Olivia Pratt-Korbel (pictured) died after being shot at her house in Dovecot, Liverpool, in August last year
Thomas Cashman, pictured here in a court sketch today, denies fatally shooting Olivia while chasing convicted drug dealer Joseph Nee
Prosecutors allege Cashman engaged in a ‘ruthless pursuit’ to shoot Nee ‘at all costs without any consideration for anyone else in the community’.
But it was a shooting which went ‘horribly wrong’ when a wounded Nee spotted that Olivia’s mother had opened the front door after hearing bangs in the street outside.
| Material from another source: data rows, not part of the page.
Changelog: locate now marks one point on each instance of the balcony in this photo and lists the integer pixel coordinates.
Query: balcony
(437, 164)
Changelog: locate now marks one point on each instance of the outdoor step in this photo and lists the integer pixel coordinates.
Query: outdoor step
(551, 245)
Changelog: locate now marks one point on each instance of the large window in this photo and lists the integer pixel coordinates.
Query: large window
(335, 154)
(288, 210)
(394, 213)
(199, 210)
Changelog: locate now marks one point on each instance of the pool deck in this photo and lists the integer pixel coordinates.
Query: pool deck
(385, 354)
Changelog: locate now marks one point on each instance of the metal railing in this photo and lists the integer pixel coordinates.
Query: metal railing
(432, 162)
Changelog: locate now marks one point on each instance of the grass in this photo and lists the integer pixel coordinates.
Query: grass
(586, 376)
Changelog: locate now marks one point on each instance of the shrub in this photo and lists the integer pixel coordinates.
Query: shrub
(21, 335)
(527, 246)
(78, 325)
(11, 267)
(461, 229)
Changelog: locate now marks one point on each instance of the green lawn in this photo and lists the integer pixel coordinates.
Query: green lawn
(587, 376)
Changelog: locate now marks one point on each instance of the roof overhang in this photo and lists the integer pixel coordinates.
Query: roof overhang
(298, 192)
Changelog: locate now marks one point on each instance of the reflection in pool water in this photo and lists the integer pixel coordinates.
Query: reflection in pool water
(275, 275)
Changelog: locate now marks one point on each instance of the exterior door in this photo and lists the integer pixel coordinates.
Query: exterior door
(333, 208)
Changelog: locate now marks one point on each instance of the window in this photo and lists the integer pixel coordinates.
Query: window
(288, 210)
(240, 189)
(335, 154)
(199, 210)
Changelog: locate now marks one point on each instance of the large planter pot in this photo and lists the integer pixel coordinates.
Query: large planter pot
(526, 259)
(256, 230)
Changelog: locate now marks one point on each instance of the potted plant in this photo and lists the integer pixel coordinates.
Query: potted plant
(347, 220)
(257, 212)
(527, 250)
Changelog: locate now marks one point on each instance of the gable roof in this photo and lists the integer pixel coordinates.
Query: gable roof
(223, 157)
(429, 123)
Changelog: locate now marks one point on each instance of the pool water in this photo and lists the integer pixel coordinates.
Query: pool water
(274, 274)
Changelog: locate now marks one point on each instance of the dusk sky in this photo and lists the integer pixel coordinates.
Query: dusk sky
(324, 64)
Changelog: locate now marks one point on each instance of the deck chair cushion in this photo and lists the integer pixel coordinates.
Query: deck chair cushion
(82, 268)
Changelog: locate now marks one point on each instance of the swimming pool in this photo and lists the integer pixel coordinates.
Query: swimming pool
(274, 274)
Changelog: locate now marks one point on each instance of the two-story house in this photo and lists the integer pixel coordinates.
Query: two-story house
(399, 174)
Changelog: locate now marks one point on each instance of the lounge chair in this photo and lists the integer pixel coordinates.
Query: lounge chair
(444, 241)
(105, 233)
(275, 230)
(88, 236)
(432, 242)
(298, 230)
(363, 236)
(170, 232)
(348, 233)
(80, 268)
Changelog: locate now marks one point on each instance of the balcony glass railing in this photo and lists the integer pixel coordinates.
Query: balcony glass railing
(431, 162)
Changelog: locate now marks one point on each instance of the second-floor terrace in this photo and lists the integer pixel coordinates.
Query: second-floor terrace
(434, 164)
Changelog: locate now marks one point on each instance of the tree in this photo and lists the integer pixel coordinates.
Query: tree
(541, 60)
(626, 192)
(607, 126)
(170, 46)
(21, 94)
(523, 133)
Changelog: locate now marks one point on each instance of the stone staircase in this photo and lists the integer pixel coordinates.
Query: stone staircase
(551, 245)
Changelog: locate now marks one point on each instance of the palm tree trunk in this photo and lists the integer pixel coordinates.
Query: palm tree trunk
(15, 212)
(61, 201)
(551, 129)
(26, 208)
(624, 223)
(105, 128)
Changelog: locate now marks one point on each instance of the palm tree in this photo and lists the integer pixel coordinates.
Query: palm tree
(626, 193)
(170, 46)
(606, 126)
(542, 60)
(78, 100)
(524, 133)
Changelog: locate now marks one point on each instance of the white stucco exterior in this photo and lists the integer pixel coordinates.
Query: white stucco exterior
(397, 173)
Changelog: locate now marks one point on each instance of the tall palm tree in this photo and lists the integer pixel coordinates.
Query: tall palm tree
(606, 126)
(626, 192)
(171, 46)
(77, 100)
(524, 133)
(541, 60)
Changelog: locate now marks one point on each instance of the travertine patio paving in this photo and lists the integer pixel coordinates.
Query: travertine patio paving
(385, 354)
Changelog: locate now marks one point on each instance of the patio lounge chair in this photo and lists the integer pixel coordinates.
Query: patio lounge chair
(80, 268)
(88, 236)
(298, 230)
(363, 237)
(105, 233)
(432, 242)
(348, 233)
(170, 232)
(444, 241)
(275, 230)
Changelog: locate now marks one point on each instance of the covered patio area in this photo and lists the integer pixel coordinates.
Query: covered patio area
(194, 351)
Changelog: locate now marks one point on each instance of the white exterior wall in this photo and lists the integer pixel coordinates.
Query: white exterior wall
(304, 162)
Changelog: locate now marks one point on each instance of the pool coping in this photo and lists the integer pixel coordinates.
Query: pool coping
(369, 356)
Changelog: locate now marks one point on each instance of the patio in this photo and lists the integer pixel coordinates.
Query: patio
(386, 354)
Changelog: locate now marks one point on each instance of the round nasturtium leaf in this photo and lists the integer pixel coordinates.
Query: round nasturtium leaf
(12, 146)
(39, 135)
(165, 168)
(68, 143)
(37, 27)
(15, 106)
Nee dashed towards the house with the gunman in pursuit as Mrs Korbel struggled to close the door, which was on the latch, jurors were told.
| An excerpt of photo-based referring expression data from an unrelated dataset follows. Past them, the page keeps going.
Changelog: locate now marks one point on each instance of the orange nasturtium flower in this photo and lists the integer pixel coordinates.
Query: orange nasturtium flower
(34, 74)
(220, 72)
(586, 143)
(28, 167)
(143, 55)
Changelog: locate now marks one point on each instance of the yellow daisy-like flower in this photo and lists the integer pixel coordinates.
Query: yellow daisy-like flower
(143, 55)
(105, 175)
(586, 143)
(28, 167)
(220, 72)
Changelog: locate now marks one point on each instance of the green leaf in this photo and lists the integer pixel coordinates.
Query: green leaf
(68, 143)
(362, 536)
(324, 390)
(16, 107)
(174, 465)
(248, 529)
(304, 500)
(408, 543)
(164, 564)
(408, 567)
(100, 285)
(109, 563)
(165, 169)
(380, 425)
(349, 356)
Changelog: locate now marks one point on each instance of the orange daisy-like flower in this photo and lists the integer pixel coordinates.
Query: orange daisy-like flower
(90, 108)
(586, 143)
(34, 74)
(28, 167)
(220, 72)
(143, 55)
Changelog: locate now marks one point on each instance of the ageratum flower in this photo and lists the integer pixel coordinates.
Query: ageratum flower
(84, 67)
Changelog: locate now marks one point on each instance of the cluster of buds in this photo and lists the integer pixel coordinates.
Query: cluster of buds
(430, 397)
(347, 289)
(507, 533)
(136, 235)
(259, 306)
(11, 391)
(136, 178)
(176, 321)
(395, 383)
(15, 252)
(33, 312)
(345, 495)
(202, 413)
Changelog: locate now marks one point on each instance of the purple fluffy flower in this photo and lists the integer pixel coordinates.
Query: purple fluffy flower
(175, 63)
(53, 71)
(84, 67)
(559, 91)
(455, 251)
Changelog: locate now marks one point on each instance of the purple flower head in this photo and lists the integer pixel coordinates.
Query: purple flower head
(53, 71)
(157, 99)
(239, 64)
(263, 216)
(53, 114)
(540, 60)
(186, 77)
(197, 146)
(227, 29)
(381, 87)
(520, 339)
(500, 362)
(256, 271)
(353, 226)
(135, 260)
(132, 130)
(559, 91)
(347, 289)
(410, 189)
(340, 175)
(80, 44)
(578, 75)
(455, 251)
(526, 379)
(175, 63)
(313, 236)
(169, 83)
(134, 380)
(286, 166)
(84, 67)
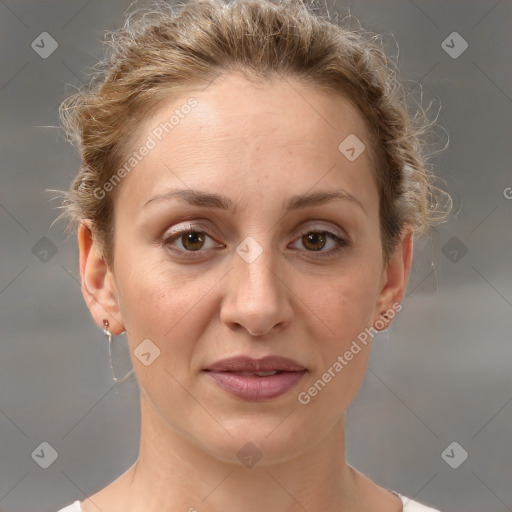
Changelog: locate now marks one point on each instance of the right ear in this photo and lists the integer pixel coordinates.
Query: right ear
(97, 281)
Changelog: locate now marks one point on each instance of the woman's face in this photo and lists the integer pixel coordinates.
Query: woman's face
(258, 262)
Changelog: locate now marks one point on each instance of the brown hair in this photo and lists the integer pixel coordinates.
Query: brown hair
(162, 50)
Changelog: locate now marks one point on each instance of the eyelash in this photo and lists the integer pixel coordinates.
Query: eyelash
(193, 228)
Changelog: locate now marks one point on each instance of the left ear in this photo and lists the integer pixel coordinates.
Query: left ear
(395, 277)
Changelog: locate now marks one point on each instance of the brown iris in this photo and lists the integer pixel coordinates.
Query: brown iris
(314, 241)
(193, 240)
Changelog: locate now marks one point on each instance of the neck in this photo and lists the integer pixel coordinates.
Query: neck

Cashman is alleged to have fired a shot through the door which struck her in the hand before hitting Olivia in the chest, just as she ran downstairs saying ‘Mum, I’m scared’.
Tragically she was pronounced dead shortly after being rushed to hospital by armed police called to the scene.
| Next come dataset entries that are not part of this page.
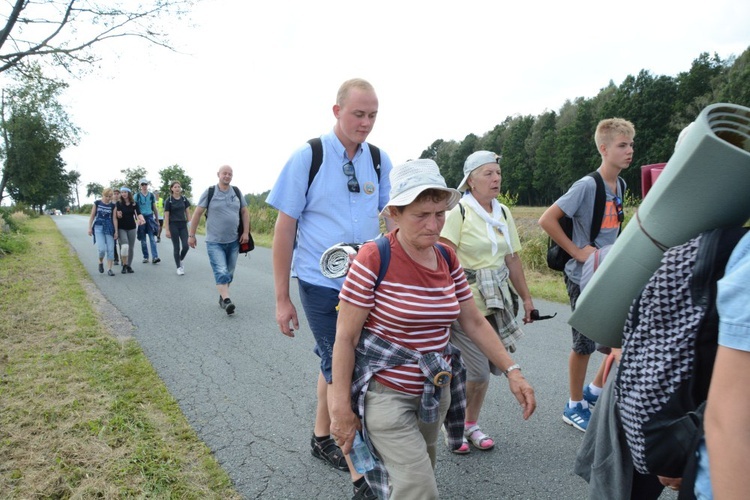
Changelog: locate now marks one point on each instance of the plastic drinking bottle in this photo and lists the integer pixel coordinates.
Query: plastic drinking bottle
(360, 455)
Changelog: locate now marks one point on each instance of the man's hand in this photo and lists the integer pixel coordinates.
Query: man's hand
(343, 427)
(286, 317)
(523, 392)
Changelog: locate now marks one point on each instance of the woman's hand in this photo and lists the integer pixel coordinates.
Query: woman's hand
(523, 392)
(343, 426)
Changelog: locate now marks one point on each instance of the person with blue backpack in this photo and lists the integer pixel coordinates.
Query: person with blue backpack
(147, 206)
(725, 456)
(614, 141)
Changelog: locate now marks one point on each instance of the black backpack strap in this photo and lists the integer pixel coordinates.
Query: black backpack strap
(375, 153)
(599, 202)
(444, 252)
(317, 148)
(463, 211)
(384, 248)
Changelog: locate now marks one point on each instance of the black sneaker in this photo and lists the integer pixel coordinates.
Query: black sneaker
(228, 306)
(328, 451)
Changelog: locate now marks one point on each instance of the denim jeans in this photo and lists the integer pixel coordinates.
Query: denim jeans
(105, 243)
(319, 303)
(223, 259)
(151, 237)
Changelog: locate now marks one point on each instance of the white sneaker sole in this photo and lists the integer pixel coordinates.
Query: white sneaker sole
(574, 424)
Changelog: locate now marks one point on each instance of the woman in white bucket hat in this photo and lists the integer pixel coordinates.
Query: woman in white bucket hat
(392, 349)
(484, 235)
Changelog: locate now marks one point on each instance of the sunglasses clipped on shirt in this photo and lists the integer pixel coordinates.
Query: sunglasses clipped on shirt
(618, 207)
(352, 184)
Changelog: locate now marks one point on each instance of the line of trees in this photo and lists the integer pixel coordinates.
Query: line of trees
(543, 155)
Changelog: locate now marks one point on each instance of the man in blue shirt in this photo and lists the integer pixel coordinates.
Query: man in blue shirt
(727, 420)
(342, 204)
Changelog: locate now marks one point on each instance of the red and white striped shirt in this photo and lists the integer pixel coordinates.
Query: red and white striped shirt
(413, 306)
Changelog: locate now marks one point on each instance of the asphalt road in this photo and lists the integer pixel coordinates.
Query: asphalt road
(249, 391)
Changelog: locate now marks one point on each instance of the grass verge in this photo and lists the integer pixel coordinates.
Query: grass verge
(83, 414)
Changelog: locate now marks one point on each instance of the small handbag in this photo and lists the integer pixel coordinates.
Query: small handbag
(248, 246)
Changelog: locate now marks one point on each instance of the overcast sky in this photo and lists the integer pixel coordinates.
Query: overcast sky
(254, 80)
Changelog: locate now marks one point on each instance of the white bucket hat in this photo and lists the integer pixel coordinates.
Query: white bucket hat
(473, 162)
(413, 177)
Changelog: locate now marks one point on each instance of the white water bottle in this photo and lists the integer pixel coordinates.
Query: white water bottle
(360, 455)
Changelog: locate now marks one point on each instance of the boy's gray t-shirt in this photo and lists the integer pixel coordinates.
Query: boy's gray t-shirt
(223, 215)
(578, 204)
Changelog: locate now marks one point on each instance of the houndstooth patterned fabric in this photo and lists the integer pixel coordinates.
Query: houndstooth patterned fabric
(658, 345)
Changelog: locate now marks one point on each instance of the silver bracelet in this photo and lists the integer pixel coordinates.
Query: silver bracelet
(511, 368)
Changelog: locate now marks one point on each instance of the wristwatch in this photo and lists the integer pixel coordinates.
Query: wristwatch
(511, 368)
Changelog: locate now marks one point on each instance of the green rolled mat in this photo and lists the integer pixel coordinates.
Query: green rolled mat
(705, 185)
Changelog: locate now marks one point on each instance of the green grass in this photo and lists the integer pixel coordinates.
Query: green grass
(84, 414)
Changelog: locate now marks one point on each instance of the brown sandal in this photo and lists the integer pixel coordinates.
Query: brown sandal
(328, 451)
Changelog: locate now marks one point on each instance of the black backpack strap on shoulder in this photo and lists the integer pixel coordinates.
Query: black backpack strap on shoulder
(384, 248)
(599, 202)
(317, 148)
(208, 199)
(375, 153)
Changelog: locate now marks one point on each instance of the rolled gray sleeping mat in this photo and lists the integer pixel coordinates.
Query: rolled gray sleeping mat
(705, 185)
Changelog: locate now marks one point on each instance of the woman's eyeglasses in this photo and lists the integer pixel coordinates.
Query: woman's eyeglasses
(618, 207)
(352, 183)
Giving evidence today, Cashman, wearing a blue jumper over a white shirt, told the jury he was making between £3,000 and £5,000 a week selling cannabis – shifting between 5kg and 10kg of the drug every seven days.
He said: ‘I would buy cars, bikes, save some, go on holidays and just spend it on stuff that I enjoyed basically.’
The defendant said he had left school at the age of 13 or 14 and by the time he was about 16 and working at a fair in Wales he was smoking cannabis every day.
Cashman, pictured, has told a jury he was a ‘high-level cannabis dealer’ who made up to £5,000 a week selling the drug
Cashman is also accused of shooting Olivia’s mother Cheryl Korbel, pictured here arriving at court earlier this month
Cashman said he started selling cannabis when he was about 18 on a ‘small scale’.
He said: ‘I was basically smoking my profit.’
But by 2021, when he and the family moved to a home in Grenadier Drive, Liverpool, he was selling at a ‘high level’, he told the court.
He said: ‘I only ever sold it in my area where I’ve been brought up, so everyone I sold it to was everyone I knew.’
John Cooper KC, defending, Rder Medical Marijuanas Florida Online said: ‘You became a cannabis dealer, didn’t you?’
Cashman replied: ‘Yes, I was a cannabis dealer.’
Mr Cooper asked: ‘Were you a high-level cannabis dealer?’
Cashman replied: ‘Yes.’
He said his ‘catchment area’ was around the Finch Lane area of Dovecot in Liverpool, and he would often get the drugs dropped at his sister’s house in Mab Lane.
From there, he said, he would take them to whoever had asked for them, or to his friend’s house, which he said was used as a ‘stash house’.
But, he said, there were issues with him using his sister’s house.
He said: ‘My sister’s boyfriend is an ex-police officer.
‘He didn’t like it and he got on my sister over it and they were having arguments between each other about me always being there.’
He said that on the day of the shooting his sister had told him to stop having people round to the house because of the arguments.
Cashman, of Grenadier Drive, Liverpool, denies the murder of Olivia, the attempted murder of Mr Nee, wounding with intent to do grievous bodily harm to Olivia’s mother, and two counts of possession of a firearm with intent to endanger life.